Girlfriend Is Better – III

[Work in progress, not fully edited]

Entering a six-year high school as an underage, undersized brainiac, I lost my magic touch with girls. I had relied on them seeking me out. With a larger pool of potential beaux, an endless selection of older guys now on the make, they ignored me. I kept my head down, blending in with the fading green paint covering the walls of our campus. Wearing braces for those six years and joining the Book-of-The-Month Club didn’t seem to help.

I sought solace during summer on the Indian Hill Club’s swim team. Even there, the best I could do was stare longingly at the blossoming girls learning how to expose themselves demurely in their Speedo racing suits. I hadn’t learned how to do enough to even start a conversation, much less differentiate myself from all the bigger, older boys around them.

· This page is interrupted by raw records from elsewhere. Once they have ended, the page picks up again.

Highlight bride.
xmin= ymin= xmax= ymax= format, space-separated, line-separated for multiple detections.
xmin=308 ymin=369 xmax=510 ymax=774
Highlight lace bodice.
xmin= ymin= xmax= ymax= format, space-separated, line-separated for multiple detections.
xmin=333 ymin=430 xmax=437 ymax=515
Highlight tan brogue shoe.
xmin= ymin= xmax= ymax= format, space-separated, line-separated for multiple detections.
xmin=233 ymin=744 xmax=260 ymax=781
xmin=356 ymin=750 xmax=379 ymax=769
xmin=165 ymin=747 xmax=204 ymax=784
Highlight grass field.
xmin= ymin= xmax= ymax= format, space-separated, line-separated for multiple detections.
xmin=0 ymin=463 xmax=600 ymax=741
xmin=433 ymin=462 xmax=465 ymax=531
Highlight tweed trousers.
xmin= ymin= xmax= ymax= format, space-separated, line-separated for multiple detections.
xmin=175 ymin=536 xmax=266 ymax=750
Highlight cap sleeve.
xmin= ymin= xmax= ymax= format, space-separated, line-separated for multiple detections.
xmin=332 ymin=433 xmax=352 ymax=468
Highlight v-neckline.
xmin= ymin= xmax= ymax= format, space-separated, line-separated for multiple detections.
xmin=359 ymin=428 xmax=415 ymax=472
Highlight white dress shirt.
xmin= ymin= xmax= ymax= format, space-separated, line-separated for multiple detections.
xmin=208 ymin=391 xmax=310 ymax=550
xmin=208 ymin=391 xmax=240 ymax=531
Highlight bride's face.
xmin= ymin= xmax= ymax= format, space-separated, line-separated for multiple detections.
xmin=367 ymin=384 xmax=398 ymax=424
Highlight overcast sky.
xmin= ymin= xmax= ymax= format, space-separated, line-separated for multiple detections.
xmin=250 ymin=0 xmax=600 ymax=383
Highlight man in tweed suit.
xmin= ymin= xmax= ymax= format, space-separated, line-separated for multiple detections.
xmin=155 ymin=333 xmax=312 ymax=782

At age 15, I finagled myself onto the lesser of the city’s two AAU swim teams, sponsored by Coca-Cola. My world expanded beyond the local club swim meets to out-of-town competitions, requiring long car rides to Columbus, Dayton, and other venues. On one such trip, coming home after dark, the father driving us asked if anyone volunteered to rest in the back of the station. Seeing a chance to maybe sleep a bit during the two hour ride, I said, “Sure,” and hopped in via the tailgate.

I rested my head on my gym bag, and covered myself with a large beach towel, double wide for the multiple times we needed to dry off after heats during the meet. Before everyone else was distributed through the front and rear seats, I started to doze off. In the background, I heard vague rustlings and murmurings as the other kids arranged themselves. There were seven of us, plus the driver, so I was not surprised when another body flopped over the rear seat into my lair. A few swim bags and towels came flying back as well. I realised this might not have been the most comfortable choice.

Through my blurry, myopic vision (I had my glasses off by then), I saw a short body topped by ginger hair winnow its way under the nest I had built. After the car started up, the interior lights flicked off, and the back became cave-like in its gloom. The rear seat in front of me hid the other giggling kids from my sight. I could hear Tom C. and Bruce D. talking softly, comparing the ribbons they had won. Each had made the finals, Tom for backstroke in the 13-14 age group, and Bruce, a bruiser, for butterfly, also 13-14. Two “older” (15) girls sat up front, and two younger (10 y/o) swimmers shared the back with our stars.

As I leafed through the passengers in my mind, I realised that Tom’s 12 year-old sister Judy had drawn the short straw to ride back with me. Or maybe, she had finagled her way there. Soon, I felt a hand searching for my neck, my cheek, pulling me towards her. She kept questioning with her fingers, exploring as best she could under cover of the darkness and the beach towel. Her hands asked what I was made of, sought to find out what this mysterious older boy was like. We ended up snuggling and kissing most of the way home. All the while, I worried the driver could see us in the rear-view mirror, turn on the light and ask what was going on back there.

To my surprise, that never happened. To my further surprise, Judy kept exploring while I wondered, “Why me?” I concluded I was available, closed my eyes, and accepted her curiosity.